Scanning strategies: (A) Exterior-Interior, (B) Quadrants, (C) Sextants, (D) Sequential.

https://doi.org/10.1371/journal.pone.0202916.g002

Exterior-interior (A): First, occlusal surfaces, starting with the left second molar and going to the right second molar, returning via the vestibular surfaces and finally a sweep over the palatal surfaces. [7]

Quadrants (B): First, occlusal surfaces, starting with the right central incisor and going toward the right second molar, returning via the vestibular surfaces, and then the palatal surfaces. Second, occlusal surfaces, starting with the left central incisor till the left second molar, returning via the vestibular surfaces, and then the palatal surfaces.

Sextants (C): First, occlusal surfaces, starting with the right second molar until the right first premolar, and returning via the vestibular surfaces, and then the palatal surfaces. Second, occlusal surfaces, starting with the right canine until the left canine, returning via the vestibular surfaces, and then the palatal surfaces. Third, occlusal surfaces, starting with the left first premolar until the left second molar, returning via the vestibular surfaces, and then the palatal surfaces.

Sequential (D): Sequential scanning of the three surfaces of each tooth (occlusal, vestibular, and palatal), performing an “S”-shaped movement from the right second molar in all directions and without returning to the starting point. [7]

The process always started with occlusal surfaces as references while taking the impression, and a final sweep was performed to fill the spaces that did not have digital information, generally the interproximal spaces.

A “CAD reference model” (CRM) was created with ATOS II Triple Scan (GOM Technologies, Metronic, Barcelona, Spain), [13, 14] and an industrial structured blue light scanner complying with ISO 12836 and was shown to be accurate up to 3 μm with precision of 2 μm for jaw-sized scans [15,16] (Fig 3).

The files obtained with the scanners in the study were then converted to standard triangle language (STL) format. iTero, Trios, and True Definition systems export in this format, but for the Cerec system, Omnicam, Delcam Exchange 2016 R3 software was used.

Discrepancies were analyzed using Geomagic Control (Geomagic, Morrisville, North Carolina, USA, 2013). This software makes it possible to fully select the parameters to be studied when performing the comparison. [12, 17, 18, 19]

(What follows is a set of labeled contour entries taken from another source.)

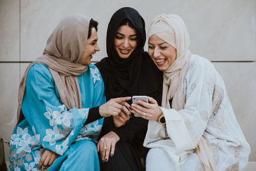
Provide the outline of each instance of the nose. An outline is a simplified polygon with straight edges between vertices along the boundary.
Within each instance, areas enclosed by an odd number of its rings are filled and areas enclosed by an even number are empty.
[[[123,43],[123,47],[124,48],[128,48],[129,47],[129,39],[125,38],[124,40],[124,43]]]
[[[99,46],[98,43],[97,44],[97,46],[95,47],[95,51],[100,51],[100,47]]]
[[[153,57],[157,58],[160,56],[160,54],[161,53],[158,48],[155,48],[155,49],[154,49]]]

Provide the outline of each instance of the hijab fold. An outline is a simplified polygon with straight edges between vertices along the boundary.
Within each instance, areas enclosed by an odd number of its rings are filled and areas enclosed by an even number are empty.
[[[85,50],[90,20],[91,18],[81,14],[65,18],[49,38],[43,56],[28,66],[19,87],[18,124],[24,118],[21,105],[28,71],[35,63],[42,63],[48,67],[61,103],[68,110],[83,108],[77,76],[86,71],[88,66],[77,63]]]
[[[162,107],[170,108],[169,100],[172,99],[172,107],[179,111],[184,108],[184,81],[193,55],[188,50],[190,45],[188,31],[178,15],[162,14],[150,24],[148,36],[153,34],[176,48],[177,59],[164,71]],[[205,170],[216,170],[210,145],[209,140],[203,136],[196,147],[196,153]]]
[[[138,34],[137,47],[130,56],[126,59],[120,57],[114,47],[116,33],[121,22],[128,19],[131,21]],[[96,64],[99,68],[105,84],[106,100],[132,95],[145,95],[147,93],[159,91],[158,86],[143,87],[141,91],[140,82],[148,83],[148,80],[141,75],[141,66],[143,64],[143,56],[144,45],[146,41],[145,22],[140,13],[134,9],[124,7],[117,10],[110,19],[107,32],[108,57]],[[145,68],[151,73],[150,68]],[[154,75],[154,73],[152,73]],[[154,81],[152,77],[152,81]],[[150,84],[150,83],[148,83]],[[151,83],[152,84],[152,83]]]

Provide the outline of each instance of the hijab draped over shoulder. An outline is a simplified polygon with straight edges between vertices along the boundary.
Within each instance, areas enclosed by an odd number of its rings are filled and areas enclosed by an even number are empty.
[[[88,66],[77,63],[85,50],[90,20],[91,18],[81,14],[65,18],[48,38],[43,56],[28,66],[19,88],[18,123],[24,119],[21,105],[28,73],[35,63],[42,63],[48,67],[61,102],[68,109],[83,107],[77,77],[86,71]]]
[[[184,108],[184,80],[189,68],[192,53],[188,50],[189,36],[182,19],[177,15],[162,14],[155,17],[150,24],[148,36],[156,34],[168,43],[177,50],[177,59],[164,71],[162,107],[176,110]],[[215,170],[212,154],[205,137],[201,138],[196,152],[206,170]]]
[[[129,19],[136,29],[138,43],[136,49],[128,58],[123,59],[117,54],[114,47],[114,38],[121,22]],[[145,22],[140,13],[129,7],[122,8],[112,16],[108,27],[107,53],[108,57],[104,58],[96,65],[100,69],[105,84],[105,94],[107,100],[112,98],[125,96],[147,94],[147,93],[159,91],[156,86],[143,87],[143,92],[140,91],[140,82],[148,82],[142,77],[141,65],[143,64],[143,47],[146,41]],[[147,57],[150,58],[149,56]],[[151,61],[150,61],[151,62]],[[153,63],[152,63],[153,64]],[[146,68],[146,73],[152,72],[150,67]],[[154,75],[154,74],[152,74]],[[152,79],[154,79],[154,77]],[[153,84],[152,83],[151,83]],[[156,85],[156,84],[155,84]],[[144,95],[145,95],[144,94]],[[141,94],[142,95],[142,94]]]

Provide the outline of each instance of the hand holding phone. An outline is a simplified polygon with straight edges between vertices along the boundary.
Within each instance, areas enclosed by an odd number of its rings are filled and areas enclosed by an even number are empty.
[[[132,97],[132,103],[138,104],[138,101],[139,100],[143,100],[143,101],[145,101],[147,103],[148,103],[148,96],[133,96]],[[134,116],[139,117],[136,114],[134,114]]]

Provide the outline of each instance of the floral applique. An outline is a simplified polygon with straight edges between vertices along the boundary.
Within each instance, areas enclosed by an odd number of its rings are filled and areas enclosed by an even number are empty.
[[[96,80],[100,80],[100,75],[98,68],[95,68],[95,69],[93,69],[90,68],[90,69],[91,70],[92,77],[93,78],[93,83],[95,84]]]

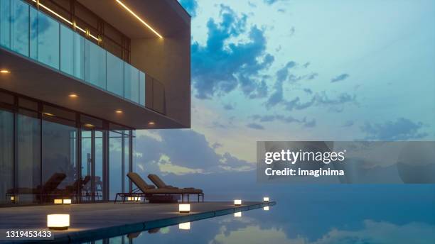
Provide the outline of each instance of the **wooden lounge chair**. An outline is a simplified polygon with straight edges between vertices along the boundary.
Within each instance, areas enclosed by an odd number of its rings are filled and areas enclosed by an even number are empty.
[[[163,195],[178,195],[181,196],[182,201],[184,202],[184,196],[188,196],[188,194],[198,194],[198,201],[199,196],[203,196],[203,201],[204,201],[203,193],[196,189],[185,189],[178,188],[166,188],[166,189],[156,189],[156,187],[146,184],[145,181],[136,173],[129,172],[127,174],[127,177],[134,185],[137,187],[131,192],[119,192],[117,193],[115,196],[114,203],[117,203],[118,196],[122,198],[122,202],[125,201],[126,197],[145,197],[149,198],[152,196]]]
[[[151,180],[159,189],[181,189],[182,190],[185,190],[187,193],[185,194],[188,197],[188,202],[189,201],[189,194],[198,195],[198,201],[199,201],[200,195],[203,196],[203,199],[204,198],[204,194],[203,193],[203,190],[200,189],[195,189],[193,187],[186,187],[186,188],[178,188],[175,187],[169,184],[166,184],[157,174],[148,174],[148,179]],[[192,192],[192,193],[189,193]]]
[[[42,187],[38,186],[36,188],[21,187],[9,189],[6,194],[6,199],[9,196],[14,195],[36,195],[38,201],[42,200],[43,202],[43,200],[47,196],[53,195],[54,192],[55,192],[59,184],[62,183],[65,178],[66,178],[66,174],[63,173],[54,173]],[[40,197],[42,197],[42,199]]]

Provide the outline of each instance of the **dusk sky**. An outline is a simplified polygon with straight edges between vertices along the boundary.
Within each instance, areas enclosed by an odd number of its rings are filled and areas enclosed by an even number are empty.
[[[192,128],[138,131],[139,173],[252,172],[257,140],[435,138],[434,1],[180,2]]]

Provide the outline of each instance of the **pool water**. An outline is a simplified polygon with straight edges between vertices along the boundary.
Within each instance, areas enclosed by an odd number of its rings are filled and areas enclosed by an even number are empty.
[[[285,187],[276,205],[95,243],[435,243],[435,187]],[[283,190],[284,191],[284,190]]]

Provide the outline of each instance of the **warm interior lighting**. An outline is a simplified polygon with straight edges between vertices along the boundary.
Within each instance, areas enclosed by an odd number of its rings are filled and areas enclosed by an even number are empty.
[[[67,230],[70,227],[69,214],[47,215],[47,227],[52,230]]]
[[[77,23],[75,22],[74,22],[72,23],[72,26],[74,26],[74,28],[77,28],[77,30],[80,30],[81,32],[86,33],[86,30],[85,29],[81,28],[79,26],[77,25]]]
[[[145,25],[145,26],[148,27],[149,29],[150,29],[152,32],[154,33],[154,34],[157,35],[157,36],[159,36],[160,38],[163,38],[163,36],[161,36],[160,34],[159,34],[157,33],[157,31],[156,31],[154,29],[153,29],[151,26],[149,26],[149,24],[146,23],[146,22],[144,21],[144,20],[142,20],[139,16],[138,16],[136,13],[134,13],[134,12],[133,12],[131,10],[130,10],[130,9],[129,9],[125,4],[124,4],[120,0],[117,0],[117,2],[118,4],[119,4],[122,7],[124,7],[124,9],[127,9],[127,11],[128,11],[129,12],[130,12],[130,13],[131,13],[132,16],[134,16],[134,17],[136,17],[136,18],[137,18],[139,21],[141,21],[144,25]]]
[[[180,230],[190,230],[190,222],[181,223],[178,225],[178,228]]]
[[[55,115],[53,113],[43,113],[43,115],[47,116],[51,116],[51,117],[54,117]]]
[[[127,201],[141,201],[140,196],[127,196]]]
[[[53,11],[51,9],[48,8],[48,6],[45,6],[44,4],[41,4],[39,2],[39,1],[38,0],[32,0],[33,2],[36,3],[36,4],[38,4],[38,6],[43,8],[44,9],[45,9],[46,11],[48,11],[48,12],[54,14],[55,16],[56,16],[58,18],[62,19],[63,21],[64,21],[65,22],[69,23],[70,25],[72,26],[75,28],[78,29],[79,30],[82,31],[84,33],[86,33],[86,35],[87,35],[88,37],[90,37],[93,39],[95,39],[95,40],[97,40],[97,42],[101,42],[102,39],[101,38],[97,38],[93,35],[92,35],[89,30],[86,30],[82,28],[80,28],[80,26],[78,26],[77,25],[77,23],[75,22],[71,22],[70,20],[68,20],[68,18],[63,17],[63,16],[60,15],[59,13],[56,13],[55,11]]]
[[[62,16],[61,15],[60,15],[59,13],[53,11],[53,10],[51,10],[50,8],[47,7],[46,6],[43,5],[43,4],[40,3],[39,1],[37,0],[32,0],[34,2],[36,2],[36,4],[38,4],[38,6],[43,7],[44,9],[45,9],[46,11],[49,11],[50,13],[55,15],[56,16],[58,16],[58,18],[61,18],[62,20],[63,20],[65,22],[69,23],[70,25],[72,25],[72,22],[68,21],[67,18],[64,18],[63,16]]]
[[[178,205],[180,213],[189,213],[190,211],[190,204],[180,204]]]

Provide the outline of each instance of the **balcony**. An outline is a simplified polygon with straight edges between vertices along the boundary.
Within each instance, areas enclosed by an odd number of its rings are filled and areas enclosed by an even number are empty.
[[[161,82],[103,49],[97,44],[101,43],[98,37],[63,22],[21,0],[1,1],[0,47],[136,106],[166,113]]]

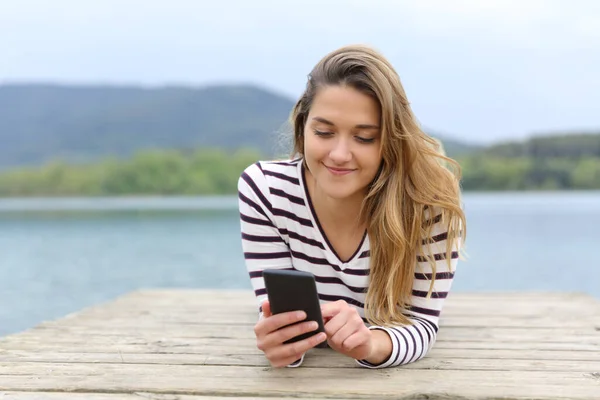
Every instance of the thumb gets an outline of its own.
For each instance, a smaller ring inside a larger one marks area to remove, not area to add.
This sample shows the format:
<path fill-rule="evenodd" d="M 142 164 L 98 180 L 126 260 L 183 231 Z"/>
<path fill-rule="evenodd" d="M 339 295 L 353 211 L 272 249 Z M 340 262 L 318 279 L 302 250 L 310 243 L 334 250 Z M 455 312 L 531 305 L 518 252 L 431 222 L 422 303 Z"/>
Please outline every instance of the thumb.
<path fill-rule="evenodd" d="M 271 313 L 271 304 L 269 303 L 269 300 L 265 300 L 262 303 L 262 308 L 263 308 L 263 316 L 265 318 L 268 318 L 272 315 Z"/>

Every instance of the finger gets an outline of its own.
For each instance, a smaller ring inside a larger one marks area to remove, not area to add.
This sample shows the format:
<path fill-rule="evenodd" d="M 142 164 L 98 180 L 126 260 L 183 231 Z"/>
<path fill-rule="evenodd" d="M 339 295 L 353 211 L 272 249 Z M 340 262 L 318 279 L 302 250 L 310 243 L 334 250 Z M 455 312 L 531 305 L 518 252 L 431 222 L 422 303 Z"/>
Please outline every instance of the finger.
<path fill-rule="evenodd" d="M 332 341 L 336 346 L 342 346 L 342 343 L 355 332 L 360 330 L 360 326 L 355 321 L 346 320 L 345 324 L 337 330 L 333 335 L 329 336 L 329 340 Z"/>
<path fill-rule="evenodd" d="M 326 339 L 327 335 L 323 332 L 320 332 L 298 342 L 273 347 L 269 351 L 265 352 L 265 354 L 271 362 L 280 363 L 292 359 L 292 361 L 289 362 L 291 363 L 299 359 L 302 354 L 306 353 L 308 350 L 312 349 Z"/>
<path fill-rule="evenodd" d="M 263 345 L 265 348 L 271 348 L 282 345 L 285 341 L 295 338 L 296 336 L 302 335 L 316 330 L 319 327 L 315 321 L 300 322 L 282 329 L 278 329 L 275 332 L 268 334 Z"/>
<path fill-rule="evenodd" d="M 281 314 L 271 315 L 259 321 L 254 329 L 256 336 L 266 336 L 271 332 L 283 328 L 286 325 L 295 324 L 306 319 L 304 311 L 289 311 Z"/>
<path fill-rule="evenodd" d="M 262 303 L 262 309 L 263 309 L 263 316 L 264 316 L 265 318 L 268 318 L 268 317 L 270 317 L 271 315 L 273 315 L 273 314 L 271 313 L 271 303 L 269 303 L 269 300 L 265 300 L 265 301 Z"/>
<path fill-rule="evenodd" d="M 341 347 L 346 351 L 352 351 L 358 346 L 362 346 L 363 344 L 367 344 L 369 342 L 368 333 L 359 330 L 352 335 L 350 335 L 344 342 Z"/>
<path fill-rule="evenodd" d="M 321 315 L 323 318 L 332 318 L 348 307 L 348 303 L 343 300 L 325 303 L 321 306 Z"/>
<path fill-rule="evenodd" d="M 342 311 L 333 318 L 331 318 L 325 324 L 325 332 L 327 332 L 327 336 L 332 338 L 344 325 L 350 321 L 352 317 L 352 310 L 348 309 L 346 311 Z"/>

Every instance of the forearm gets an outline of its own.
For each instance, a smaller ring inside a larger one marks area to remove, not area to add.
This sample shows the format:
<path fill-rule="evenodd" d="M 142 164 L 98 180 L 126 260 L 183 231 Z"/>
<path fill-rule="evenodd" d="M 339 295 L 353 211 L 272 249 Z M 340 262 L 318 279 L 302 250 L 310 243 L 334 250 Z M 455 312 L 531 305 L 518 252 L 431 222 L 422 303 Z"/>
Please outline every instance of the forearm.
<path fill-rule="evenodd" d="M 371 355 L 365 361 L 371 364 L 381 364 L 392 354 L 392 339 L 390 335 L 383 330 L 373 329 L 371 331 L 373 337 L 373 349 Z"/>

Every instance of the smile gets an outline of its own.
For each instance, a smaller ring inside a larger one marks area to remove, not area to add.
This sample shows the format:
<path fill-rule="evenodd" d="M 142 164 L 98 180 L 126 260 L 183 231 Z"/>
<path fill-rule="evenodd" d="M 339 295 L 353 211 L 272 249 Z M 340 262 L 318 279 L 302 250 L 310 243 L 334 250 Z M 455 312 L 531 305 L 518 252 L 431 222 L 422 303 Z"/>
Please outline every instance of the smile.
<path fill-rule="evenodd" d="M 329 170 L 329 172 L 331 172 L 333 175 L 348 175 L 351 172 L 354 172 L 354 169 L 347 169 L 347 168 L 331 168 L 328 167 L 327 165 L 325 165 L 325 168 L 327 168 L 327 170 Z"/>

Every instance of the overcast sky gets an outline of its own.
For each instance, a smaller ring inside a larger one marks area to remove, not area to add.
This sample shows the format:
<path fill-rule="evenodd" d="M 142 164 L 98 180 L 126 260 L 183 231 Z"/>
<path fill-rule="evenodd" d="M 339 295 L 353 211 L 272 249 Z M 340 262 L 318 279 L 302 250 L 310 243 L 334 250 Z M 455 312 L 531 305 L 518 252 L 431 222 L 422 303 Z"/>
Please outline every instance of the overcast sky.
<path fill-rule="evenodd" d="M 600 130 L 597 0 L 19 0 L 0 83 L 255 83 L 297 97 L 327 52 L 395 65 L 423 126 L 488 143 Z"/>

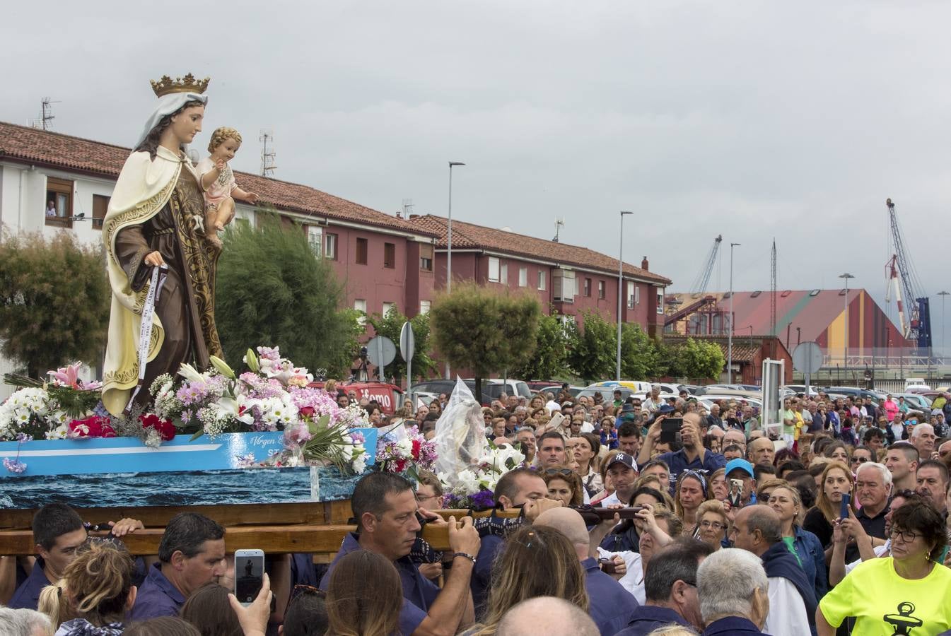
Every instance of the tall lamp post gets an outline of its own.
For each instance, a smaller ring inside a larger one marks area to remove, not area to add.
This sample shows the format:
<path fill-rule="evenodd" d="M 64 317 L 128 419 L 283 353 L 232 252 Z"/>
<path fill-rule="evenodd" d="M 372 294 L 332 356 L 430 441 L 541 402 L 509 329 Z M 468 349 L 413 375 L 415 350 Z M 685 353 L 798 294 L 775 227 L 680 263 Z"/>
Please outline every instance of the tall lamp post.
<path fill-rule="evenodd" d="M 941 291 L 938 292 L 938 296 L 941 297 L 941 349 L 946 349 L 947 345 L 944 343 L 944 297 L 951 296 L 951 293 Z"/>
<path fill-rule="evenodd" d="M 727 332 L 727 384 L 733 383 L 733 248 L 740 243 L 729 244 L 729 331 Z"/>
<path fill-rule="evenodd" d="M 844 312 L 844 316 L 845 316 L 845 334 L 844 334 L 844 337 L 845 337 L 845 340 L 844 340 L 844 342 L 843 344 L 843 347 L 842 347 L 842 356 L 843 356 L 842 364 L 843 364 L 843 367 L 844 367 L 844 369 L 845 369 L 845 376 L 848 377 L 848 279 L 854 279 L 855 277 L 852 276 L 851 274 L 849 274 L 848 272 L 845 272 L 844 274 L 840 274 L 839 278 L 845 279 L 845 312 Z"/>
<path fill-rule="evenodd" d="M 453 166 L 465 165 L 462 162 L 449 162 L 449 222 L 446 223 L 446 293 L 453 291 Z M 449 377 L 449 360 L 446 360 L 446 377 Z"/>
<path fill-rule="evenodd" d="M 633 212 L 621 210 L 621 247 L 617 254 L 617 369 L 614 379 L 621 381 L 621 299 L 624 298 L 624 217 Z"/>

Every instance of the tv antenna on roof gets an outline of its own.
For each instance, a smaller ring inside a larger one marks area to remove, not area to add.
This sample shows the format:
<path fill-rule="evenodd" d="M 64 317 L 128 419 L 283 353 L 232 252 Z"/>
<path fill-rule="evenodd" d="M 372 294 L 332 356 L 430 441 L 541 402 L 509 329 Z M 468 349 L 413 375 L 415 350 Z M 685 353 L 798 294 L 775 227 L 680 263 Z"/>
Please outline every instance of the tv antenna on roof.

With the “cut with planes” tool, all the soft tissue surrounding the teeth was removed, to reduce data points in the file that may affect the mean distance, and all the study models were aligned with the CRM. Each of the files obtained from the scanners was compared with the CRM obtained with the industrial scanner using the “best fit alignment,” a mathematical algorithm to overlay a digital impression on a digital master objectively measuring variances across the entire experimental model in relation to the master.

Next, all the files were compared, superimposing them on the reference model to calculate the total 3D deviations (X, Y, and Z) between the data sets obtained from the reference scanner and the different intraoral scanners included in the study (trueness and precision), differentiating each of the scanning strategies during the comparison.

This software allows detection of discrepancies in micrometers, both positive (expansion) and negative (contraction). Deviations are viewed on a color-coded superimposed image (Figs 47).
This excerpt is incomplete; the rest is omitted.